ETF inflows in July were $54bn, while the previous monthly low this year was the $66bn in May according to Morningstar. Equity ETFs have comprised three quarters of inflows for the first seven months of this year, compared to less than half, 46%, in 2020.
“Although July flows cooled off from the previous few months, investors maintained their conviction in stock ETFs despite a richly valued market and looming COVID-19-induced economic obstacles,” added Morningstar.
Equity ETFs collected $37bn in July, higher than the $17bn for bond ETFs.
Morningstar said shorter-term bond funds continued to lead the way due to concerns over rising rates and inflation-protected bond ETFs also continued their momentum.
“They raked in $4.2bn in July, marking their second consecutive month with over $3bn in flows and indicating that inflation remains at the front of many investors’ minds,” said the report.
ETF launches
Trends toward ETFs, illiquid alternatives, and customization will continue according to The Cerulli Edge—U.S. Monthly Product Trends, July 2021 Issue, due to the low interest rate environment, investor awareness of product costs, and advances in technology allowing greater customization and easier linking of investors to alternative exposures.
“While only a handful of individual hold-out firms have either not launched or announced launching ETF products, the rollout of active ETF strategies remains in the early stages,” said Cerulli. “Managers must decide whether to convert their mutual funds to ETFs or launch new ETFs, which can either be clones or tweaks of prior strategies.”

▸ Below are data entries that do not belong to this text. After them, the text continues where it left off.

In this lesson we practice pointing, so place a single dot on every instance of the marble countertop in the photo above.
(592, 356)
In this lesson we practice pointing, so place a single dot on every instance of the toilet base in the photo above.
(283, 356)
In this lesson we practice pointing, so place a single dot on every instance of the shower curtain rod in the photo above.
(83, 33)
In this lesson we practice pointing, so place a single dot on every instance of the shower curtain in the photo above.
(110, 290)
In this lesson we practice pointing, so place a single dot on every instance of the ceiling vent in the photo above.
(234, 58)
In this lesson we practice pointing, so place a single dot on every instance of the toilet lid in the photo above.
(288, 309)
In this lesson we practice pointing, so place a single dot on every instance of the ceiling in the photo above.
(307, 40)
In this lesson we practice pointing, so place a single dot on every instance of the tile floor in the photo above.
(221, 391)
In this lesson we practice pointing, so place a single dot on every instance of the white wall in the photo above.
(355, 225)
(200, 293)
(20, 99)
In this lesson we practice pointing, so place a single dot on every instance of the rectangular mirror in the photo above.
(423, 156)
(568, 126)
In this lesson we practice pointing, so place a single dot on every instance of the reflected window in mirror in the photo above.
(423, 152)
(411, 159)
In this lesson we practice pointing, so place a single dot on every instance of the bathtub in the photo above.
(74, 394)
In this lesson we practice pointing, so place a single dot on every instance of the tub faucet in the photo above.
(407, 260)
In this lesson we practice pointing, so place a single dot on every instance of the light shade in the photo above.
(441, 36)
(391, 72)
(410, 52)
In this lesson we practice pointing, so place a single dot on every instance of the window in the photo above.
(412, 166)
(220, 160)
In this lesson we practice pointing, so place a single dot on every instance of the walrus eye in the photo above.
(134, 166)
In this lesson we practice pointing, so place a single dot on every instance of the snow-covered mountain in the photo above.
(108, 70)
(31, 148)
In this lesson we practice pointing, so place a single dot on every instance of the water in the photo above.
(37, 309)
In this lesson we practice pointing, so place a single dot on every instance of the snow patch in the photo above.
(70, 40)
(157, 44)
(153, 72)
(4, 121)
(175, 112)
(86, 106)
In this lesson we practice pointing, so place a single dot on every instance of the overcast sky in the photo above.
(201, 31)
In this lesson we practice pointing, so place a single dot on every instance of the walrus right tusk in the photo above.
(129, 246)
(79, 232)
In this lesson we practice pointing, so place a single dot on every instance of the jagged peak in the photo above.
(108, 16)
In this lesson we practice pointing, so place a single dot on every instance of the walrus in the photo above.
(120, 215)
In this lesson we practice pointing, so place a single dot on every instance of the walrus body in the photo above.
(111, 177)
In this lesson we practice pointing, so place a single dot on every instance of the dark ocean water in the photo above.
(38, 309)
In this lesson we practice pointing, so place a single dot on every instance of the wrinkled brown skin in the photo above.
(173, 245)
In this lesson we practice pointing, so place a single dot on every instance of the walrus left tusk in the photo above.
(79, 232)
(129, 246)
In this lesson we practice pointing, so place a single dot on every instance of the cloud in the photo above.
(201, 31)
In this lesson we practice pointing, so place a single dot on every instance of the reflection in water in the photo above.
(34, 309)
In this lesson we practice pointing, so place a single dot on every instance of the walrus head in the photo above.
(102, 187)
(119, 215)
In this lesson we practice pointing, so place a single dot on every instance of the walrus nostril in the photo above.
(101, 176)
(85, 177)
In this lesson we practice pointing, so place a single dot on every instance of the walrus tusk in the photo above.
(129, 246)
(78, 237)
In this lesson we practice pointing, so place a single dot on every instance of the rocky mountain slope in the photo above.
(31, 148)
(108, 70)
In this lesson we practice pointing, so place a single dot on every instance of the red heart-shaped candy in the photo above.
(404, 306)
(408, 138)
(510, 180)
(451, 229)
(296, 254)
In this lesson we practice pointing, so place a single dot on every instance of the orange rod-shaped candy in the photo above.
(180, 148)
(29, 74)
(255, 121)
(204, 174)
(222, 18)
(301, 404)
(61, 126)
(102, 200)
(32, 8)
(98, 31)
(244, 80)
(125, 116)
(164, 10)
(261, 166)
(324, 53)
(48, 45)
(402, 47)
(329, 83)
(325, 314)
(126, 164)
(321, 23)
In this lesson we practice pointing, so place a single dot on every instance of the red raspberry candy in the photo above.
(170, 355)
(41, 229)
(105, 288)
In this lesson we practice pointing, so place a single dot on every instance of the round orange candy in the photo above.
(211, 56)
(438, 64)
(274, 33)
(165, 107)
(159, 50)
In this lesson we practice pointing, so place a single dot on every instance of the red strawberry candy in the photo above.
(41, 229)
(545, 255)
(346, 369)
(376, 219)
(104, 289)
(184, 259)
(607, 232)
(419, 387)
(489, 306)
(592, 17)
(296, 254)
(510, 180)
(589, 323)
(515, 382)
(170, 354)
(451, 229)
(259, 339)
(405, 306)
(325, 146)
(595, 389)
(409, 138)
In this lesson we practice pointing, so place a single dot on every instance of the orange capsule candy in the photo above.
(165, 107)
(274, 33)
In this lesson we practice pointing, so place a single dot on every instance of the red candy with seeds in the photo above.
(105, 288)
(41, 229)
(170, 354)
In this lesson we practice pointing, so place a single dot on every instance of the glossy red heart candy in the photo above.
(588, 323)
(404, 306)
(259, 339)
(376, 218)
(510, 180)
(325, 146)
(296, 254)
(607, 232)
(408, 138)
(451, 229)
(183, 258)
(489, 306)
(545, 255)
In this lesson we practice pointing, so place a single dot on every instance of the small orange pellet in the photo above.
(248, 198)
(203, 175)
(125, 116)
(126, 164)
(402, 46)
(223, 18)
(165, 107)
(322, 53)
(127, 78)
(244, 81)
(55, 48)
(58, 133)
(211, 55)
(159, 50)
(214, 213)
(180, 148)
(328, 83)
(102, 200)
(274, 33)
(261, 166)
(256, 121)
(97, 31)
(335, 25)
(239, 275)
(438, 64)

Nuveen said in a statement on 5 August that the manager has launched its first suite of active semi-transparent ETFs. Holdings will be disclosed on a monthly basis, similar to mutual funds within the same fund family. The semi-transparent structure also allows portfolio managers to actively manage the strategy without the risk of signaling position changes to the market.
The asset manager said the three semi-transparent active ETFs combine the structural advantages of both ETF and mutual fund wrappers.
Jordan Farris, head of ETF product at Nuveen, said in a statement: “These proven equity strategies incorporate our unique combination of expertise in stock selection, analytics and portfolio modeling with product structuring capabilities across the scale of our $1.2 trillion platform. We are committed to providing choice to clients within their preferred wrapper and the opportunity to build portfolios across our range of products, including mutual funds, closed-end funds, and both index and active ETF options.”
Cerulli highlighted that more than 200 ETFs have launched in the first half of 2021.
“ETF issuers must do more than ever to stand out, culminating in a notable surge in the number of niche and thematic ETF launches in 2021,” said Cerulli. “These products are often rules-based strategies and have far-ranging themes, including environmental, social, and governance (ESG) topics, artificial intelligence, and social media conversation.”